The pilot GerManC project: newspaper texts
The initial stage of the project ("GerManC") consisted of a twelve month pilot study which aimed on the one hand to collect a sample corpus of 100,000 words selected from newspapers of the period and on the other to develop analytical tools to facilitate linguistic investigation. It took 2000 word samples from five regions (North German, West Central German, East Central German, West Upper German, East Upper German) within three periods of fifty years (1650-1700, 1701-1750 and 1751-1800). Three samples were taken from each period for each region, giving a total size for the project of 100,000 words. This pilot was successfully completed in April 2007, and the GerManC corpus of newspaper texts is available through the Oxford Text Archive, and it is also accessible on this site (see below, under "Corpus").

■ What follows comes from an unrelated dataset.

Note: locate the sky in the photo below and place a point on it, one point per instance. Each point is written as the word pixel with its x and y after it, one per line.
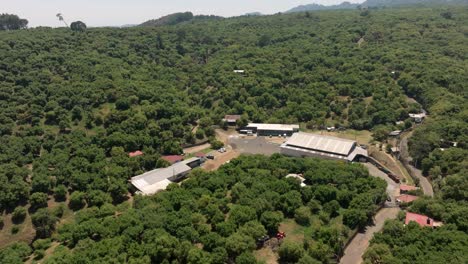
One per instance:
pixel 97 13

The texts for the GerManC corpus were digitized by Astrid Ensslin, Alan Scott (a recent postgraduate student now working as a post-doctoral researcher on the Germanic possessive -s project in Manchester) and Martin Durrell, using the double-keying technique - each text was keyed in by two individuals and the results compared electronically to eliminate errors. Astrid Ensslin annotated them in a way compatible with the English corpora and other similar projects. In particular they were fully marked up in accordance with the TEI Lite (Text Encoding Initiative) guidelines, using XML (Extensible Markup Language). Paul Bennett and Astrid Ensslin developed a set of analytical tools, notably to tag the corpus for part of speech, and progress was made in developing software to identify some of the grammatical features of each word, and for lemmatization, i.e. associating each word with its lexeme and so compiling a dictionary of all the words in the corpus. The resulting corpus is already an invaluable resource for the study of the development of German, including in comparison with other languages, and the completed GerManC Plus corpus will ultimately form part of a chain of historical corpora of German from the earliest times to the present day. To this end the team has worked closely with the Deutsch Diachron Digital project for a large-scale historical corpus of German initiated at the Humboldt University in Berlin and, through collaboration with the Institute for German Language (IDS) in Mannheim, with the German-based TextGrid project for the development of an integrated electronic resource grid to support research in the humanities.